April WASDE Big for Corn

The March 31 USDA reports resolved some questions for the corn market, but left a couple of items hanging. The April 9 supply and demand tables will give the report some true balance.

Most traders saw last week’s USDA reports as a bad sign for the price of corn. The acreage figure was on the high end of trade expectations and the grain stocks number appears to show a slower than estimated pace of consumption. University of Illinois Ag Economist Darrel Good has a different take.
Quote Summary - Taken at face value the corn stocks number implies less feed and residual usage during the first half of the marketing year than the trade expected. It is about 69 percent of USDA’s projection for the year, 5.3 billion bushels. Over the last four years the first half feed use has been 74 percent and if the market assumes the actual uses is factually 74 percent then the 5.3 billion is not reachable.
However, Darrel Good goes on, if you look at the history prior to the past four years, which he considers anomalous, first half feed usage averaged something between 65 and 68 percent - not 74 percent .
Quote Summary - If we are on that path this year, then 5.3 billion bushels is still reachable, and we might do even more given the expansion in livestock numbers. Broiler numbers are up 3 to 4 percent. The winter pig crop is 7 percent larger than last year. It mens core feed demand should be very robust the last half of the marketing year.
Clearly says the ILLINOIS ag economist the market did not interpret USDA’s Grain Stocks report in this fashion. It, he says, likely expects the April 9 WASDE estimates to show a lower feed usage number and consequently an increase in the year ending stocks for corn.
Quote Summary - Personally, I wouldn’t be surprised if the WASDE number is a bit lower in the April report.

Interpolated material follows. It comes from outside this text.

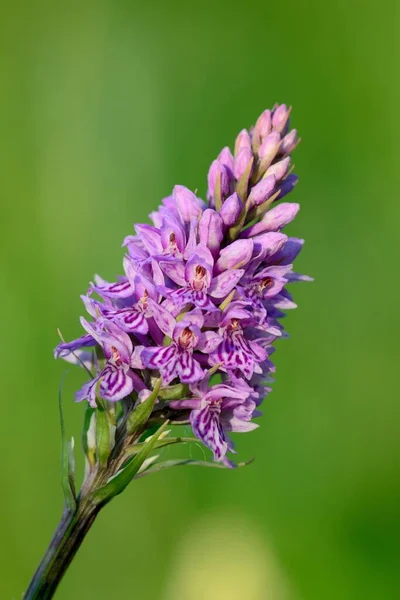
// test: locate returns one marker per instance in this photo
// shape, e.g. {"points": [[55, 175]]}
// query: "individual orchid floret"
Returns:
{"points": [[215, 410]]}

They may come down 100 million bushels on the feed and residual use projection and put all of that into the projected year ending stocks number. I think that is the way the market is leaning. Unfortunately, we won’t get another real read on that until we get the June Grain Stocks report three months from now.
Between now and then the trade will mostly forget about old crop corn feed usage as it concentrates more energy on divining how the 2015 corn harvest will affect the price of corn.